It was great to see the launch of a teaser tailer and advance posters for TINTIN, a movie I’m making with Steven Spielberg and Kathleen Kennedy. It’s been a very long time coming. This film, like all CGI-based movies, required a long period of previs and R&D—and then, once the movie is “shot” on the motion capture stage, it takes another two years to complete. It’s probably been 5 years since Steven and I started working on it.

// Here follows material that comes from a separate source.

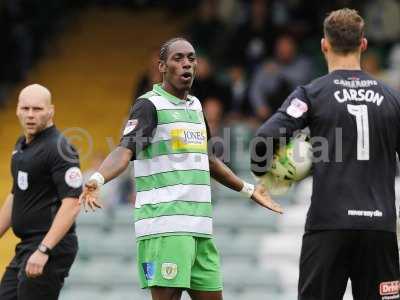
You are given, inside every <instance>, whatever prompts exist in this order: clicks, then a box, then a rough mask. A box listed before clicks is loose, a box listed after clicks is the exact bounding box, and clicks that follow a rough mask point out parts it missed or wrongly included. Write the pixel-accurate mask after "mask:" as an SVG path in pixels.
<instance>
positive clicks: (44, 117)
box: [17, 89, 54, 136]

What was great about making this film, was watching Steven step inside the world of motion capture film making, and unleash all of his skill and creative instincts. When you make a live-action film, so many things are working against you—weather, equipment, time. You may imagine shooting a scene with a wonderful crane shot, or a complex Steadicam move, but on the day, time, logistics or sheer physical difficulty forces you to compromise. On a motion capture stage, the “camera” can be a block of wood with tracking markers on it… you point this “camera” in any direction and on a monitor you see the world of Herge’s Tintin in three dimensions. Jamie Bell and Andy Serkis are in front of you wearing motion capture suits, but point the camera at them, and on the monitor you see Tintin and Captain Haddock. When Jamie and Andy move or speak, so do Tintin and Haddock, all in live, real time. Crane moves and tracking shots are performed by moving your thumbs on a Playstation style controller. This is not animation—it’s live action film making in a real-time virtual world. You shoot many takes, just like a normal movie, and each take is fresh and original, as are the camera moves.
Steven embraced this new film making very quickly, and I could see him loving the almost complete freedom he suddenly had. Steven operated the camera on Tintin himself—all the hand held, tracking and craning shots are his. But the really cool thing is seeing how his imagination and gift of story telling went into overdrive. It’s all there in the movie. Something to look forward to.